The NB’s Board of Directors had proposed N20.5 billion as final dividend, amounting to cash dividend of N2.58 per share, for the year ended December 2016. But the company later said it will seek shareholders approval at the AGM tomorrow to convert the cash dividend to scrip issue. According to the company, the conversion will help it to consolidate on its balance sheet.
But speaking exclusively to Vanguard, the shareholders insisted that dividend payment is their right and must be paid once it is declared.
Sir Sunny Nwosu, former National Coordinator, Independent Shareholders Association of Nigeria, ISAN, opined that the move is a ploy by the directors to increase their stake in the company as a first step towards eventual exit from the Exchange.
“We are totally against it because it is taking undue advantage of Nigerians.
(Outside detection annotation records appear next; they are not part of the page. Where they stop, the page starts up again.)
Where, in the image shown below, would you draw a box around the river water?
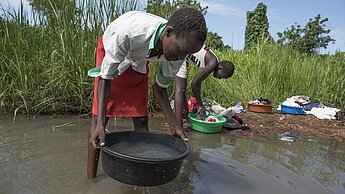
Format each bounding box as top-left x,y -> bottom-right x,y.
0,115 -> 345,194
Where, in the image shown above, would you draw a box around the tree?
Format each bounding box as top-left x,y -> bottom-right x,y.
244,3 -> 273,49
277,14 -> 335,53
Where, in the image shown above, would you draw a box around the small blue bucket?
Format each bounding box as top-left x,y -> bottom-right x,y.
280,104 -> 305,115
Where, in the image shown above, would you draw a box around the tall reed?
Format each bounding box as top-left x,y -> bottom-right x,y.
0,0 -> 137,113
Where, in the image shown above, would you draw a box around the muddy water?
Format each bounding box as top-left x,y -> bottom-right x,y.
0,116 -> 345,194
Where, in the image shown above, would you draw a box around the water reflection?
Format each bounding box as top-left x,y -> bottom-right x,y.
0,116 -> 345,194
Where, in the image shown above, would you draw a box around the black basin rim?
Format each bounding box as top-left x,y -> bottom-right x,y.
101,131 -> 191,163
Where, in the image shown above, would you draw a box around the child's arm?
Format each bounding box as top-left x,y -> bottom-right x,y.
89,77 -> 111,148
153,62 -> 188,141
174,76 -> 187,126
192,50 -> 218,116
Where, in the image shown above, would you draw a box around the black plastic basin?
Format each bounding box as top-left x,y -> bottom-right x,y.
101,131 -> 190,186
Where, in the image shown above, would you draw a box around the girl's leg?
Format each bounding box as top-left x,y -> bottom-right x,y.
132,116 -> 149,131
86,114 -> 109,181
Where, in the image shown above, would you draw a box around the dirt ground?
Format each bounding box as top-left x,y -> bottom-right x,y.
225,112 -> 345,142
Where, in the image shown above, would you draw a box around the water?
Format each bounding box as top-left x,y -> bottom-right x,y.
110,141 -> 180,158
0,116 -> 345,194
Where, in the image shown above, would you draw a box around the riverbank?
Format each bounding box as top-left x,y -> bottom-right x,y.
223,112 -> 345,142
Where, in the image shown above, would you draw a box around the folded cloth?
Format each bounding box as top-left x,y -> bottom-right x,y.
303,102 -> 323,111
305,106 -> 340,119
223,110 -> 249,130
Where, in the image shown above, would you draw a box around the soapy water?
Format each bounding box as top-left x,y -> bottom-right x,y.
110,141 -> 180,158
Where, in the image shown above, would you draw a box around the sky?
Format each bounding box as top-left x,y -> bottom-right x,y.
0,0 -> 345,54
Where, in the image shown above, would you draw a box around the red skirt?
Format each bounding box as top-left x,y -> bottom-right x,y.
92,37 -> 149,117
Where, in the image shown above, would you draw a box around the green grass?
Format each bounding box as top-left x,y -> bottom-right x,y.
0,0 -> 345,114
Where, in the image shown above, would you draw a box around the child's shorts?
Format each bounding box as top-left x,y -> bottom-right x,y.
92,37 -> 149,117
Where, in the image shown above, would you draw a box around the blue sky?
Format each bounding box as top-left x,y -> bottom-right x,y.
0,0 -> 345,53
199,0 -> 345,53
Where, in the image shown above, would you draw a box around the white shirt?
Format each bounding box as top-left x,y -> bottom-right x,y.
89,11 -> 183,87
176,45 -> 219,79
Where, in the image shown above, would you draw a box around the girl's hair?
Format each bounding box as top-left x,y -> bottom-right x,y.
167,8 -> 207,42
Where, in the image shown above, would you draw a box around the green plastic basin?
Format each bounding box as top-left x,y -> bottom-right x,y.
188,113 -> 226,133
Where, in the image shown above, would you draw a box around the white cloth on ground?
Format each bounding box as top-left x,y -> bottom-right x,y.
305,106 -> 340,119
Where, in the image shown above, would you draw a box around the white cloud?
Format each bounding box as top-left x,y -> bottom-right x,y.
200,0 -> 246,17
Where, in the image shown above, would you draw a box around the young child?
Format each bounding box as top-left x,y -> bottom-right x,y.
87,8 -> 207,180
174,45 -> 235,126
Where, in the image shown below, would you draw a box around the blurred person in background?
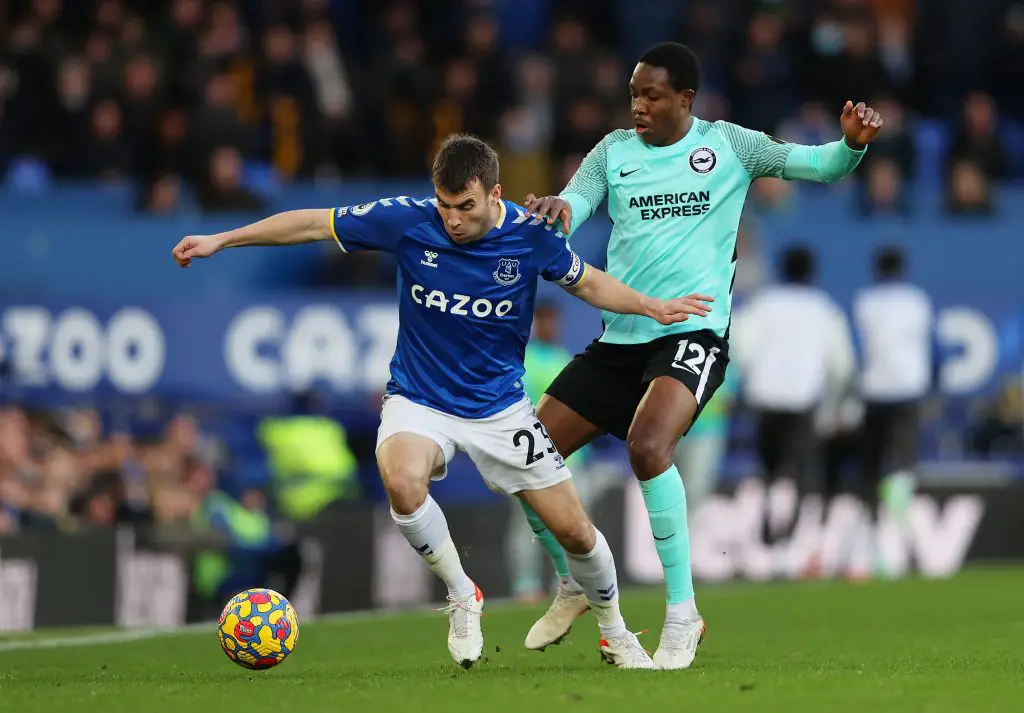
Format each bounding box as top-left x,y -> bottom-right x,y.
189,459 -> 302,616
732,247 -> 855,542
257,391 -> 358,521
853,247 -> 935,575
945,159 -> 995,217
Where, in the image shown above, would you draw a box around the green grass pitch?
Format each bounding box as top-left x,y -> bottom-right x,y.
0,569 -> 1024,713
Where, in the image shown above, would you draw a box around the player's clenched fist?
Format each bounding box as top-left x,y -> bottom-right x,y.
839,101 -> 883,149
522,194 -> 572,233
171,236 -> 220,267
647,294 -> 715,325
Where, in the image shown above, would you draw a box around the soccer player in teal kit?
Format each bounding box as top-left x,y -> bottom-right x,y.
516,42 -> 882,669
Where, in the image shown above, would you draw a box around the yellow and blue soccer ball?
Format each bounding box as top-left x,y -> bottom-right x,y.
217,589 -> 299,671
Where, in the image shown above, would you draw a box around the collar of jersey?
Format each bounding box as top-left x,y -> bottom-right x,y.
637,117 -> 702,154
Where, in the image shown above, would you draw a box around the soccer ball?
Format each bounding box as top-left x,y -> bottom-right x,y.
217,589 -> 299,671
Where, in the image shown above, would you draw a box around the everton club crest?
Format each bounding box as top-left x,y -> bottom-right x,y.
492,257 -> 522,287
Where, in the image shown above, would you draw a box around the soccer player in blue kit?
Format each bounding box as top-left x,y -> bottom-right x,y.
523,42 -> 882,669
173,135 -> 711,668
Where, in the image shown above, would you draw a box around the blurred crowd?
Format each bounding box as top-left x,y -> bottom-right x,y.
0,406 -> 222,534
0,0 -> 1024,213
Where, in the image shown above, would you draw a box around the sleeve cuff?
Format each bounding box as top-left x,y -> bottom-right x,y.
558,193 -> 593,236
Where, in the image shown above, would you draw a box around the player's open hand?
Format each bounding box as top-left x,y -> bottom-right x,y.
839,101 -> 883,149
522,194 -> 572,233
171,236 -> 220,267
647,294 -> 715,325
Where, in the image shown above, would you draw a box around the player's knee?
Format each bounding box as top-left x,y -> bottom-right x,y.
549,517 -> 597,554
381,466 -> 430,515
626,433 -> 673,480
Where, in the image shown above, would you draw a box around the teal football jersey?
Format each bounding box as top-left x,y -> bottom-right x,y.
561,117 -> 864,344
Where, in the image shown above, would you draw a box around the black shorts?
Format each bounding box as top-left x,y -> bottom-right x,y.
547,329 -> 729,441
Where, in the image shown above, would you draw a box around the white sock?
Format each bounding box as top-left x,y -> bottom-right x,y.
665,596 -> 700,622
565,528 -> 626,638
391,495 -> 476,599
558,573 -> 583,594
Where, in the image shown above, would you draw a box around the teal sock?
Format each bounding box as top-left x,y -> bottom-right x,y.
640,465 -> 693,604
519,499 -> 569,582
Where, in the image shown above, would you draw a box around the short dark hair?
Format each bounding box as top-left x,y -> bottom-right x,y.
432,134 -> 498,194
874,246 -> 906,280
640,42 -> 700,91
782,245 -> 814,285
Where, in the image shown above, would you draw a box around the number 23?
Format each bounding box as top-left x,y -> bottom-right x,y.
512,421 -> 555,465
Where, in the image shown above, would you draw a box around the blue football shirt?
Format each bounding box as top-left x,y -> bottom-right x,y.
332,196 -> 585,418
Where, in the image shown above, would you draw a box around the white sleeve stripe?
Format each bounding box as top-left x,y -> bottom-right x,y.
554,251 -> 583,287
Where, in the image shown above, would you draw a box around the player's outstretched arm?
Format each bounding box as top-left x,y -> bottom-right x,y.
715,101 -> 883,188
565,265 -> 715,325
782,101 -> 883,183
171,208 -> 333,267
522,131 -> 614,236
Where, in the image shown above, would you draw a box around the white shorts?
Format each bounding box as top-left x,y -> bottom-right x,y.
377,395 -> 571,495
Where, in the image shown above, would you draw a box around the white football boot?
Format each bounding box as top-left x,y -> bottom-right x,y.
440,583 -> 483,668
526,584 -> 590,652
600,631 -> 655,669
654,619 -> 707,670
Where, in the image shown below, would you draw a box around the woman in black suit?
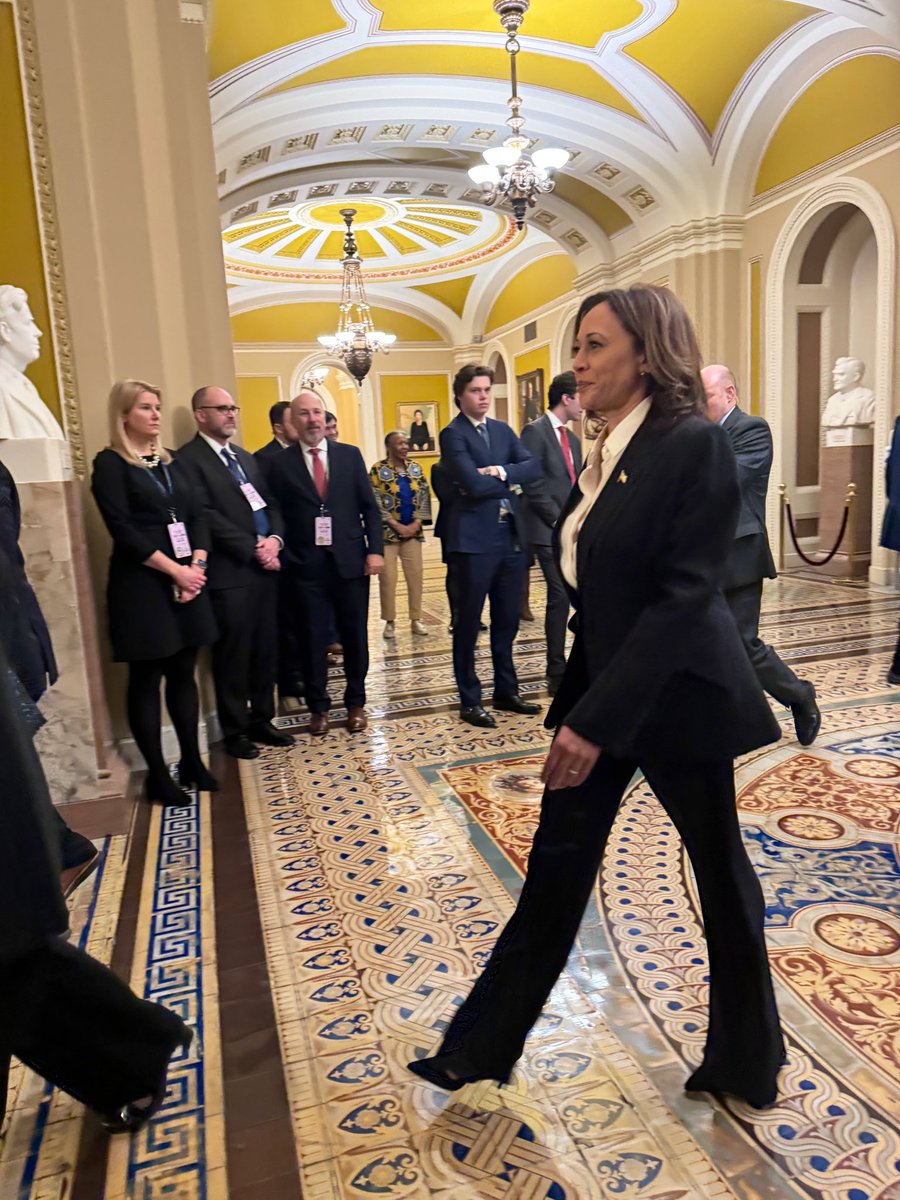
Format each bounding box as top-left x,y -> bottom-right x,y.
91,379 -> 218,804
409,287 -> 784,1106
We are all aware that we are in recession and everybody needs every kobo; the directors do not need the dividend and, therefore, they want to use the scrip issue to increase their holding in the company. Whether it is one per cent or 001 per cent that the scrip issue will add to us as shareholders, it is not desirable to us.
“What they are saying is that they could not transfer their dividend. But they have been transferring their dividend for 70 years, so, why don’t they bear with us at this time of difficulty. It would have been better if they had not declared the dividend and allow the interim dividend to remain as the final dividend than declaring dividend and at the same time complaining that they want to plough back the money. It then means that the dividend declared can be classified as fake dividend,” Nwosu added.
Heric Akinduro, Chairman, Ibadan Zone Shareholders Association, said shareholders should be allowed to make a choice between converting their dividend to ordinary shares or going home with their dividend. “For those that have excess money, they can increase their holding, but for those that do not have, they should give them cash,” he said.
Agreeing with others, Patrick Ajudua, National Chairman, New Dimension Shareholders Association, NDSA, said: “We are totally against it. Once a company has declared dividend, it should keep to it. We are after our dividend because most of us have reduction in our purchasing power and the cash dividend will enhance our financial position and enable us to meet our obligations. This plan is not the best for us and that is why we are against it.”